Pourtant, il n’eût pas été  nécessaire d’être grand clerc pour comprendre que cette conférence nationale n’a pas été une révolution effective, et que le soleil chanté dans l’hymne national allait avoir du mal à finir son cycle,  puisque d’une part les jeunes loups de cette époque se sont laissés damés le pion par les aînés dont ils reprochaient la gestion calamiteuse du marxisme léninisme, et que les responsables des crimes de sang et économiques, loin d’être inquiétés par les actes de la conférence nationale, et d’être mis hors jeu de la politique, ont tous fait semblant de devenir démocrates.

Sassou Nguesso annonçait les couleurs lors de son discours de clôture de la conférence nationale en déclarant que : «  La démocratie appartient non à ceux qui prétendent être innocents, purs et sans taches, mais à ceux qui sauront se convertir à cette nouvelle exigence. »

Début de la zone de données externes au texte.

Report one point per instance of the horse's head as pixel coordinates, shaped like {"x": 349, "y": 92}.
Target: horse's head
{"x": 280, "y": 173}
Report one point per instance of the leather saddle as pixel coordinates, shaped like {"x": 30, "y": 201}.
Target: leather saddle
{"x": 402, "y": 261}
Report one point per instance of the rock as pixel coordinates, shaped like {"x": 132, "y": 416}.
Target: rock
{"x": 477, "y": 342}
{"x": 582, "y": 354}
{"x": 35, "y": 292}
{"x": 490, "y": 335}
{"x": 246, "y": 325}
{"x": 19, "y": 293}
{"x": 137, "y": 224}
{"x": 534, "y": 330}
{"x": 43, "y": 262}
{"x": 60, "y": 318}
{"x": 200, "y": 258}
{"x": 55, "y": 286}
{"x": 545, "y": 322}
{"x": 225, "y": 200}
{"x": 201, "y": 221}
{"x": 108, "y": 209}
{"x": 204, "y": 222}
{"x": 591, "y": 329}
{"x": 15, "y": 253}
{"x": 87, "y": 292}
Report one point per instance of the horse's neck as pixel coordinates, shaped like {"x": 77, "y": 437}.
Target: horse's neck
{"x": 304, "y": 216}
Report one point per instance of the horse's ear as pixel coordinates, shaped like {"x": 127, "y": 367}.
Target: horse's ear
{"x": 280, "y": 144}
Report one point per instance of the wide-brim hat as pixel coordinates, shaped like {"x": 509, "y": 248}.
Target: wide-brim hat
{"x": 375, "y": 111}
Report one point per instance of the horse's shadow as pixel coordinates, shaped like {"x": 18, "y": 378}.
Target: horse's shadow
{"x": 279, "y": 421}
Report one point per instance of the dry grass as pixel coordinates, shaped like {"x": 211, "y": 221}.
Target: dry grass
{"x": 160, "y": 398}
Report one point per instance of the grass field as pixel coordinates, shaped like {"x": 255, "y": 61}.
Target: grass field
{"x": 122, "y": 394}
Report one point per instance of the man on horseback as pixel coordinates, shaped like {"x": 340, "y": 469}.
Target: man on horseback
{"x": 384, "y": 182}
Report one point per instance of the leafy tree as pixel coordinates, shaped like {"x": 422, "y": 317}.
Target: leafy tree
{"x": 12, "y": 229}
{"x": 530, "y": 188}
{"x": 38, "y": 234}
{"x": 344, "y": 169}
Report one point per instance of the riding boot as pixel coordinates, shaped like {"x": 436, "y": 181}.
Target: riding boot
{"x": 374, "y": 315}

il est sans conteste que Sassou Nguesso se considérait lui-même être de ceux qui n’étaient ni purs ni sans taches, et croyait pouvoir se convertir à cette nouvelle donne démocratique. Là encore, il n’était pas nécessaire d’être un prophète pour comprendre que le seul lavement des mains n’aurait pas suffit à symboliser cette conversion puisque dans l’ordre de la symbolique même, et s’il faut se référer à la symbolique musulmane des ablutions( ceci étant vrai aussi pour la symbolique chrétienne), seule la grande ablution nommée Ghoust qui est le bain ou l’immersion complète du corps assure la conversion de l’individu et non la petite ablution des mains nommée abdest.

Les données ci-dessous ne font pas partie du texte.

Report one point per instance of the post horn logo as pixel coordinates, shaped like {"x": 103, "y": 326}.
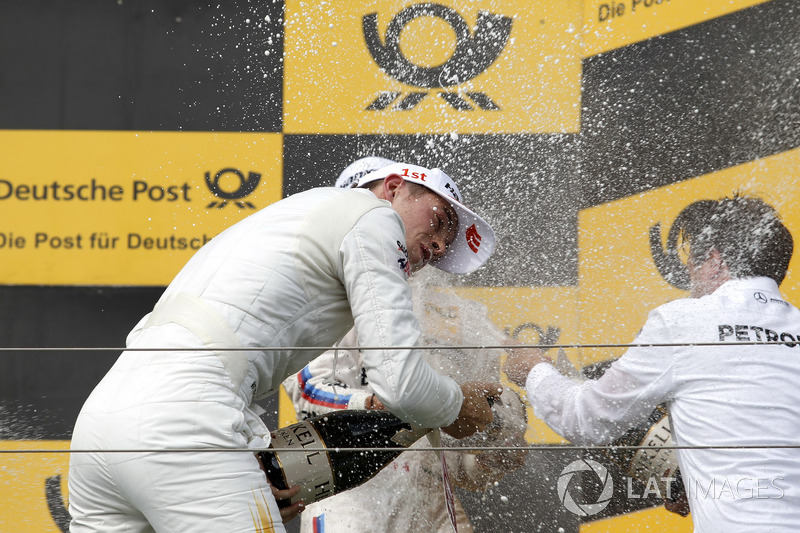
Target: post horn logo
{"x": 472, "y": 56}
{"x": 565, "y": 495}
{"x": 247, "y": 184}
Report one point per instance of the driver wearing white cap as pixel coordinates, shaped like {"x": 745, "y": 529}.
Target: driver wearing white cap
{"x": 232, "y": 325}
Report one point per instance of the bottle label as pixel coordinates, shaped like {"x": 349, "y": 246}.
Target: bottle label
{"x": 303, "y": 463}
{"x": 658, "y": 461}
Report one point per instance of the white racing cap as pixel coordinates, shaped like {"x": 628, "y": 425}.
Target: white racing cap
{"x": 475, "y": 240}
{"x": 358, "y": 168}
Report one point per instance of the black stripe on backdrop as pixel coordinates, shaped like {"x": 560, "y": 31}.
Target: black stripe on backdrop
{"x": 148, "y": 65}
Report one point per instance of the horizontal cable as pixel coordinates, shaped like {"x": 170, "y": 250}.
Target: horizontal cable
{"x": 790, "y": 343}
{"x": 545, "y": 447}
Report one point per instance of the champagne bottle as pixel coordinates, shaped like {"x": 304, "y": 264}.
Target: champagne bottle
{"x": 649, "y": 457}
{"x": 316, "y": 453}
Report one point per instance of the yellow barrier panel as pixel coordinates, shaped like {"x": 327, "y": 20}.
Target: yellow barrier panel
{"x": 125, "y": 208}
{"x": 33, "y": 487}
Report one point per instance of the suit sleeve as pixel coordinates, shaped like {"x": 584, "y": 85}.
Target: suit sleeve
{"x": 600, "y": 411}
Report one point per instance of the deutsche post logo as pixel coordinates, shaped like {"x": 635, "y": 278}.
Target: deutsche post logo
{"x": 444, "y": 66}
{"x": 246, "y": 185}
{"x": 474, "y": 53}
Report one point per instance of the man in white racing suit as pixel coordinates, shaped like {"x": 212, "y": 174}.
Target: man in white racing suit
{"x": 727, "y": 361}
{"x": 254, "y": 305}
{"x": 408, "y": 494}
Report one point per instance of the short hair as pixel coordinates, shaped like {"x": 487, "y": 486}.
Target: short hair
{"x": 745, "y": 230}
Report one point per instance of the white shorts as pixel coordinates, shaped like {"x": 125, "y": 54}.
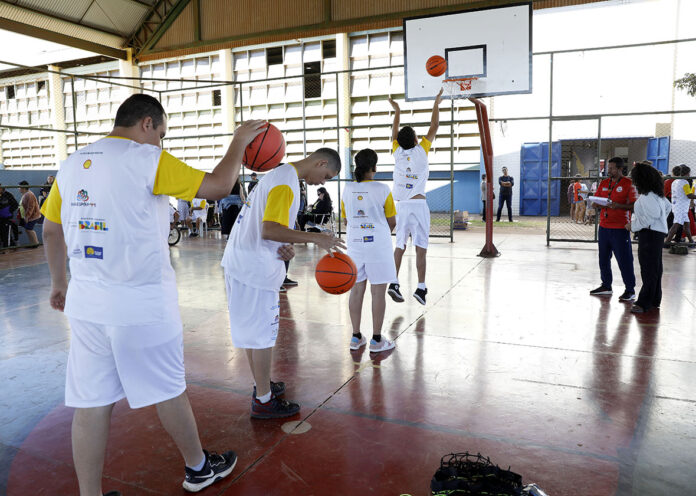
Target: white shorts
{"x": 681, "y": 215}
{"x": 144, "y": 364}
{"x": 412, "y": 219}
{"x": 376, "y": 272}
{"x": 254, "y": 315}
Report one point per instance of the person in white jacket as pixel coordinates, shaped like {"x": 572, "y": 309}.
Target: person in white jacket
{"x": 649, "y": 221}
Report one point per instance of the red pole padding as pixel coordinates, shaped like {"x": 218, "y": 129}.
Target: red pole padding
{"x": 489, "y": 249}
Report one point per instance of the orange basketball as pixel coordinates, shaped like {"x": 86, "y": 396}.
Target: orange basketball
{"x": 336, "y": 274}
{"x": 266, "y": 151}
{"x": 436, "y": 66}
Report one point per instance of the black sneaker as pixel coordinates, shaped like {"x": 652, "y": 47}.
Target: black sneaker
{"x": 395, "y": 294}
{"x": 277, "y": 388}
{"x": 420, "y": 295}
{"x": 216, "y": 467}
{"x": 601, "y": 291}
{"x": 275, "y": 408}
{"x": 627, "y": 296}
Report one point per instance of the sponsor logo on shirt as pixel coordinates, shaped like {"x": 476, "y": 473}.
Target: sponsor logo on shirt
{"x": 94, "y": 252}
{"x": 82, "y": 198}
{"x": 92, "y": 225}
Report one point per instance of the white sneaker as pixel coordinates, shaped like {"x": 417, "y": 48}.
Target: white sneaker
{"x": 356, "y": 344}
{"x": 383, "y": 345}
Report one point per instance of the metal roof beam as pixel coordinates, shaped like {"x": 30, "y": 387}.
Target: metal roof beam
{"x": 63, "y": 39}
{"x": 158, "y": 20}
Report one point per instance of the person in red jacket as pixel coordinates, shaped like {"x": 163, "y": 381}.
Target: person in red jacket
{"x": 613, "y": 238}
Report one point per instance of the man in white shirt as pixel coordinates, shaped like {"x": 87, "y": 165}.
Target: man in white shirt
{"x": 122, "y": 302}
{"x": 682, "y": 194}
{"x": 411, "y": 172}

Aussi, il ne faut pas s’étonner qu’il n y ait jamais eu une conversion sincère au jeu démocratique de la part des leaders qui ont été propulsés par la conférence nationale, au grand dam des jeunes conférenciers qui n’ont pas été capables d’asseoir une véritable rupture dans le jeu politique congolais. Aujourd’hui, quinze ans après le coup d’Etat le plus sanglant de notre histoire, l’homme qui avait dit  lors de son discours de clôture de la conférence nationale souveraine : « Faut-il enjamber d’autres corps  pour arriver à la démocratie ? Ma réponse est non »  a bel et bien enjambé des corps par milliers pour rétablir la dictature.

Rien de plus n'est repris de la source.